Il film racconta la storia d’amore di due adolescenti che s’interrompe quando lui sparisce: avvolta dall’omertà del paese siciliano in cui vive, lei comincia a cercarlo. Ma per scoprire la verità dovrà addentrarsi al di là di ciò che gli esseri umani conoscono. Scritto dai registi partendo da un racconto di Marco Mancassola, Sicilian Ghost Story è un thriller onirico confinante con il fantasy e l’horror in cui si cercano di mescolare tre linee e di amalgamare tre strati differenti; peccato che ai registi interessi solo uno di questi strati. Ovvero quello della fiaba mitica, del rapporto ancestrale col territorio, della valenza onirica della natura: Piazza e Grassadonia costruiscono con Luca Bigazzi alla fotografia, Soap&Skin e Anton Spielmann alla musica e Guillaume Sciamà al suono una tessitura affascinante, sospesa, intensa con cui mettere in scena la porta tra mondi e realtà differenti e soggiacenti. Ma a questa dimensione i registi cercano di aggiungerne altre due, più terrene e dirette: il melodramma adolescenziale e il film di mafia. Il film però dà l’impressione che agli autori di queste non interessi poi troppo e lo si evince dalla costruzione macchinosa e poco originale dell’intreccio, dalle scelte estetiche discutibili di uno stile spesso sovraccarico, dai personaggi i cui percorsi non funzionano, dagli attori che non convincono mai, quelli giovani in particolare. Per dare consistenza filmica a un esercizio visivo di stampo quasi sperimentale, Piazza e Grassadonia si sentono in dovere di costruire un film che racconti una storia e trasmetta temi importanti: ma Sicilian Ghost Story è un’opera a cui manca sincerità, genuinità ed empatia, come dimostrano le scelte musicali che fa la protagonista, alternative, indipendenti, ricercate. Insomma più che la musica di un’adolescente ribelle quella che piace ai registi: ma nel rispecchiare esclusivamente gli interessi (e i disinteressi) dei suoi autori Sicilian Ghost Story cade.

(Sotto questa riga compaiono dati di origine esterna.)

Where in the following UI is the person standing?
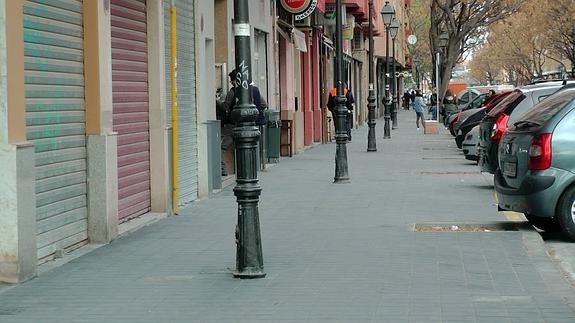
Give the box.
[327,82,355,141]
[413,90,425,130]
[219,69,268,175]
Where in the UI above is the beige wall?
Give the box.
[215,0,228,65]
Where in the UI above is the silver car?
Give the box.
[494,85,575,241]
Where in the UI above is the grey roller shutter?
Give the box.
[24,0,87,259]
[164,0,198,207]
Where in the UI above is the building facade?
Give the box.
[0,0,408,283]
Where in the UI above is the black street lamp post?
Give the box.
[389,18,399,129]
[231,0,266,278]
[333,0,349,183]
[367,0,377,151]
[414,59,420,90]
[435,31,449,121]
[381,1,395,139]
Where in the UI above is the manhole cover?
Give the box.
[414,222,518,232]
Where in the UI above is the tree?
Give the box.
[545,0,575,77]
[472,0,575,85]
[408,0,434,87]
[429,0,523,98]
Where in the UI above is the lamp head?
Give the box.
[439,31,449,48]
[389,18,399,39]
[381,1,395,27]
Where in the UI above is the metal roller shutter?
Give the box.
[164,0,198,207]
[24,0,87,259]
[111,0,151,221]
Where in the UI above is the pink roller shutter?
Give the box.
[111,0,150,221]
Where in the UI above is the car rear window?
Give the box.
[488,91,525,117]
[518,88,575,125]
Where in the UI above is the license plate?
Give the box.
[503,162,517,177]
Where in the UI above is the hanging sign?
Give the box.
[280,0,317,20]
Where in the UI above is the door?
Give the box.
[23,0,88,259]
[164,0,198,207]
[110,0,151,222]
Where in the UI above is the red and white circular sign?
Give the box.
[280,0,311,14]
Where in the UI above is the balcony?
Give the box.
[325,0,369,23]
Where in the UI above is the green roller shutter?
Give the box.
[24,0,87,259]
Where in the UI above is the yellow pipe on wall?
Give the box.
[170,0,180,214]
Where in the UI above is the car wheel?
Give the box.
[557,186,575,241]
[455,135,464,149]
[525,213,561,232]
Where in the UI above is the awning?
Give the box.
[276,20,307,52]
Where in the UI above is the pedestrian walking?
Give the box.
[403,90,411,110]
[327,82,355,141]
[413,90,425,130]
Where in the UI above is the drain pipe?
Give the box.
[170,0,180,214]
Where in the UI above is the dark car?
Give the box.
[477,83,563,174]
[455,91,511,148]
[445,93,487,136]
[494,85,575,241]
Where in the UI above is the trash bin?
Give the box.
[266,110,281,163]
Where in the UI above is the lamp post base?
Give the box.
[233,268,266,279]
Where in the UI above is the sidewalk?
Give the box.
[0,110,575,323]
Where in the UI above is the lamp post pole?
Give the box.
[435,31,449,122]
[333,0,349,183]
[367,0,377,151]
[389,18,399,129]
[231,0,266,278]
[381,1,395,139]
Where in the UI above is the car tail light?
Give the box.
[527,133,551,170]
[491,113,509,140]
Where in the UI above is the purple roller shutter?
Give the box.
[111,0,150,221]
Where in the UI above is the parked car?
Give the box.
[461,125,479,161]
[457,93,487,111]
[445,94,498,136]
[494,85,575,241]
[453,91,511,148]
[457,88,481,105]
[477,83,562,174]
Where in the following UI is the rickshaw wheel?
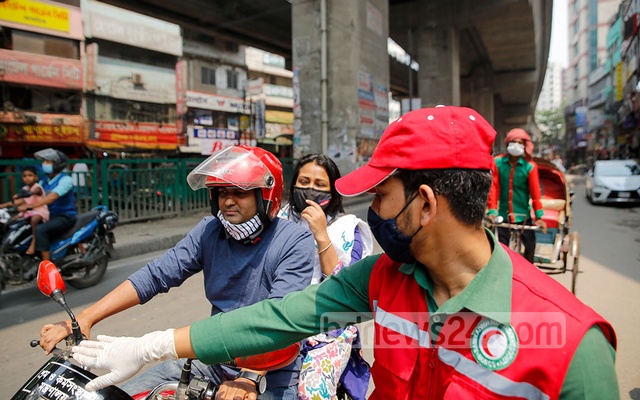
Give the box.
[570,232,580,294]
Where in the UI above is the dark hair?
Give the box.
[21,165,38,176]
[289,153,344,217]
[396,169,491,227]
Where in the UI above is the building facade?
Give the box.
[563,0,620,163]
[0,0,86,158]
[536,63,562,110]
[176,30,255,155]
[81,0,184,156]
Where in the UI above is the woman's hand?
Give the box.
[300,200,329,242]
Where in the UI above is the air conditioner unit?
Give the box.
[131,74,144,85]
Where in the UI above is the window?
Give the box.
[11,30,80,60]
[227,69,238,89]
[200,67,216,86]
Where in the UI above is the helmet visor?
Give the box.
[187,147,274,190]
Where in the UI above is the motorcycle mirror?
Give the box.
[232,343,300,371]
[38,260,82,344]
[38,260,67,297]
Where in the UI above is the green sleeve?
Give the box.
[536,208,544,220]
[560,326,620,400]
[190,254,380,364]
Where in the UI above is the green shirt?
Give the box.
[191,233,619,400]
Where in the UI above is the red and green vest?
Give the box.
[369,246,616,400]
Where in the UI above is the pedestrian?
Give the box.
[40,146,315,399]
[278,153,373,400]
[487,128,547,262]
[18,148,78,262]
[73,107,619,400]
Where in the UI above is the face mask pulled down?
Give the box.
[42,164,53,174]
[217,210,262,241]
[507,142,524,157]
[367,193,422,264]
[293,186,331,212]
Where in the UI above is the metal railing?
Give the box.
[0,158,293,223]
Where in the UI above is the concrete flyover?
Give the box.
[99,0,553,161]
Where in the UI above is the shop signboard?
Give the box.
[0,0,70,32]
[89,121,180,150]
[187,90,251,114]
[188,126,240,156]
[0,49,82,89]
[0,123,84,143]
[82,0,182,56]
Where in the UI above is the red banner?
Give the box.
[95,121,182,150]
[0,124,84,143]
[0,49,82,89]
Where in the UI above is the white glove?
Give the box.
[71,329,178,390]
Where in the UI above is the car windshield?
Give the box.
[596,163,640,176]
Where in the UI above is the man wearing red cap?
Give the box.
[73,107,618,400]
[488,128,547,262]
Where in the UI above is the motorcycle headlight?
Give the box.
[101,211,118,231]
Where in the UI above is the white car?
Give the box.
[585,160,640,204]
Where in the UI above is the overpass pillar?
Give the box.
[413,1,460,107]
[292,0,389,174]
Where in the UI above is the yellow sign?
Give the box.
[264,110,293,124]
[0,0,69,32]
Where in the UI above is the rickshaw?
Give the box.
[490,157,580,294]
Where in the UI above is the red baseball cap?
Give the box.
[336,106,496,196]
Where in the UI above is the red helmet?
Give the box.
[187,146,284,224]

Sicilian Ghost Story [Italia 2017] REGIA Antonio Piazza, Fabio Grassadonia.
CAST Julia Jedlikowska, Gaetano Fernandez, Corinne Musallari, Vincenzo Amato, Sabine Timoteo.
SCENEGGIATURA Antonio Piazza, Fabio Grassadonia (ispirata al racconto Un cavaliere bianco di Marco Mancassola). FOTOGRAFIA Luca Bigazzi. MUSICHE Soap&Skin, Anton Spielmann.
Fantastico/Thriller, durata 120 minuti.